I seriously think this guy has Delusional disorder.
I seriously think this guy has Delusional disorder.
ROFL! Liberal Playbook #1: All problems can be retroactively blamed on Republicans opposing more funding.
Liberalism = a mental disorder wrote:
ROFL! Liberal Playbook #1: All problems can be retroactively blamed on Republicans opposing more funding.
Incorrect. This is a bi-partisan problem. We want everything, but we don't want to pay for it.
Unless we want to end up like Greece, we need across the board cuts (without whining) accompanied with an increase in taxes. Of course, not a single one of the 19 presidential candidates (16 Rep and 3 Dem) would even consider such an idea.
If he said it, it must be true.
Obllama wrote:
I seriously think this guy has Delusional disorder.
It's possibly true that they are underfunded...
That said, they are also incompetent. I would fire everyone in charge there. Any organization that sends thousands of checks to the same address getting defrauded is horribly mismanaged. One IT guys time of 30 mins could put a fix in place to prevent that. Don't need a lot of funding to put in good controls and save tons of money.
You're an idiot if you think they don't have IT guys working there.
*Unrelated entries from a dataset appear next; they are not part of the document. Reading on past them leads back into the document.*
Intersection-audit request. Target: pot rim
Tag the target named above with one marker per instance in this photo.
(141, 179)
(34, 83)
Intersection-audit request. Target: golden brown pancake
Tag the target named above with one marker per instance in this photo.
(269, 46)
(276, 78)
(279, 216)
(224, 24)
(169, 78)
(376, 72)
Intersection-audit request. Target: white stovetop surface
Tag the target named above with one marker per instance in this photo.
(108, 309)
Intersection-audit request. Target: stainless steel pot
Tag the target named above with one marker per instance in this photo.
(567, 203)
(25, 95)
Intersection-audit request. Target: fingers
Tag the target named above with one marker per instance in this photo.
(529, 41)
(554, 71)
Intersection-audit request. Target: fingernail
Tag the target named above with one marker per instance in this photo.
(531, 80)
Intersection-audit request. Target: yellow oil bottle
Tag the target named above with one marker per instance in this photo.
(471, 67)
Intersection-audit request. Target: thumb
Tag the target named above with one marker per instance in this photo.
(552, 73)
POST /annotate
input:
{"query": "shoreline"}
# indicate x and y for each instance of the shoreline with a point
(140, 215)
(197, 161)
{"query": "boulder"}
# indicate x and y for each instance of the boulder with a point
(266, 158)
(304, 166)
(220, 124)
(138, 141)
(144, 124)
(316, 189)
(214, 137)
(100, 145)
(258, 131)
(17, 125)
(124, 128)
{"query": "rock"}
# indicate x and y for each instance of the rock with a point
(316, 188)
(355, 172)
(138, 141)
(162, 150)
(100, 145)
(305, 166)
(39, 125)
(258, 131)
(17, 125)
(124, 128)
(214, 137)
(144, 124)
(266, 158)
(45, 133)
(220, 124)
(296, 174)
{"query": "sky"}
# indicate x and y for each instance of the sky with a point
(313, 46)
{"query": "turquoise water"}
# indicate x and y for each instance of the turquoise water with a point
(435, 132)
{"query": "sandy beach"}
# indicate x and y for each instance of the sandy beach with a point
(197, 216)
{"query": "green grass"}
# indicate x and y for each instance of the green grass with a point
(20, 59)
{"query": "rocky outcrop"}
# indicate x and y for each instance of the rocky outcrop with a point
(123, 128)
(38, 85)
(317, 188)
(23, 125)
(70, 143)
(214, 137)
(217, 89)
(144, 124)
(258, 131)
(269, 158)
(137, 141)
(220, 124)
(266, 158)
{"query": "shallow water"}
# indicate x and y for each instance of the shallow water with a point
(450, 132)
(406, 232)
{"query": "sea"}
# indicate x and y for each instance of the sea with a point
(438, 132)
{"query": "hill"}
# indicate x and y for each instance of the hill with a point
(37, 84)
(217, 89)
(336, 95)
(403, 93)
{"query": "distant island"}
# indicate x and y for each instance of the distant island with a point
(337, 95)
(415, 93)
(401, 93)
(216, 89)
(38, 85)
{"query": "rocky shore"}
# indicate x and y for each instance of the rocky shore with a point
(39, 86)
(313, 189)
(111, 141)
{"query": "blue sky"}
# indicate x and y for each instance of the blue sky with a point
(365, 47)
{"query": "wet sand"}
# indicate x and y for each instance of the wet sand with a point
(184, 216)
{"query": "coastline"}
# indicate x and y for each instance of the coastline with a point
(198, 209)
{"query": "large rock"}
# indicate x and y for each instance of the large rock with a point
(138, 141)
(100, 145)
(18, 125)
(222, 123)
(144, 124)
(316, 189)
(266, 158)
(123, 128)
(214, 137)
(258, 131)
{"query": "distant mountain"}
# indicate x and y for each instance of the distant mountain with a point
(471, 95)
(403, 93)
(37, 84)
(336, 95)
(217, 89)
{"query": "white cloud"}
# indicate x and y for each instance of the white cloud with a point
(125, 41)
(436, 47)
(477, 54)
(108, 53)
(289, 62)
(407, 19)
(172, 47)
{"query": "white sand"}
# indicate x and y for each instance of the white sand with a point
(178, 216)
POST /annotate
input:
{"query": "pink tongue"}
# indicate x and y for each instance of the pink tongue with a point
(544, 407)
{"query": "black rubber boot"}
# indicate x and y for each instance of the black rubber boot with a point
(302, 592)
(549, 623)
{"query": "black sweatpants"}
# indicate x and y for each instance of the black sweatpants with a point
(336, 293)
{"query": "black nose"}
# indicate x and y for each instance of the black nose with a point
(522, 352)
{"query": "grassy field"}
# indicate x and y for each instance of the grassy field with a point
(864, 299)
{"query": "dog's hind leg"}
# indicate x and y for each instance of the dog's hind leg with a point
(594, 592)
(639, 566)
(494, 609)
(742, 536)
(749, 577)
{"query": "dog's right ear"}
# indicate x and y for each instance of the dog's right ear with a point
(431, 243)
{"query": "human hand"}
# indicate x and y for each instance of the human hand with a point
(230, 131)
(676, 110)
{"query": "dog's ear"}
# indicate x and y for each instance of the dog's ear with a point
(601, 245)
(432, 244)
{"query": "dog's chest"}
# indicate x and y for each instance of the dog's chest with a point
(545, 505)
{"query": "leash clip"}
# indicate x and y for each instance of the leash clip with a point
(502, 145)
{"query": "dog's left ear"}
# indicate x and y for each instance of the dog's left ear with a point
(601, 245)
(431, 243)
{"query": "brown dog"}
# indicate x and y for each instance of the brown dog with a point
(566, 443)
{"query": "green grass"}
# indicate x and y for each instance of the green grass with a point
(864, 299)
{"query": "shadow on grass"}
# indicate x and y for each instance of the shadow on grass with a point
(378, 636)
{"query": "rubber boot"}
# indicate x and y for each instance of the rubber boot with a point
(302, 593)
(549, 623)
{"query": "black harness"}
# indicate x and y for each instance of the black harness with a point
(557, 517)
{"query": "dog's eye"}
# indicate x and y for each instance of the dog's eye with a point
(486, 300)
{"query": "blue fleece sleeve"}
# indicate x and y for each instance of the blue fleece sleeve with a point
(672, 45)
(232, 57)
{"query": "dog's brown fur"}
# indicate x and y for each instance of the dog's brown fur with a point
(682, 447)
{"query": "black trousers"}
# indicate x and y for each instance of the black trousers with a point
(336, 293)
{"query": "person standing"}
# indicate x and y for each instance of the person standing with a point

The IRS budget has been cut 18% since 2010, adjusting for inflation. This means that they can't enforce tax laws as effectively and people who pay their taxes get screwed by those who are able to evade (call it a hunch, but I'm willing to bet that the people who can afford to hire smart accountants have an easier time giving the IRS the slip than those who can't). Honest taxpayers will have to pay more to make up for the revenue that IRS isn't able to collect and good luck to anyone who runs into any problems while filing their taxes.
Some of you conservatives have already given your vote to corporate interests. I'm surprised that you're just as eager to give them your hard-earned money.
Surely even his most staunch reporters have to be questioning him by now.
Nope.
It's true that the IRS is underfunded for its current mandate.
It's also true that the tax code in this country is so needlessly complicated that a large bureaucracy like the IRS is necessary.
Both statements can be true without contradicting each other, but most people will only say, "But I send alls muh money to them IRS, how you gonna say they ain't got nuff funds?"
I'd love for there to be a serious debate about changing the current tax laws, but you've got people on one side wanting to modify behavior through taxes and people on the other clamoring for a flat tax or some other such nonsense. There seems to be no one proposing a gradual, rational simplification.
Husky wrote:
You're an idiot if you think they don't have IT guys working there.
I'm sure they do have IT guys (well and girls. probably exactly 50% girls due to AA). The problem is that they're kind kind of IT guys who would want to go work in a government job. Which is to say, they jobs are not exactly a magnet for the best, brightest, and most hard-working.
First, disprove the claim that Republican 501c4 "charities" like Karl Rove's Crossroads GPS are not primarily spending money "for political purposes."
http://www.motherjones.com/politics/2013/05/irs-tea-party-scandal-congress-nonprofit-obama
The IRS was absolutely right to target conservative groups that were flouting this law. What was wrong was that they have responded to this "scandal" by not enforcing the law.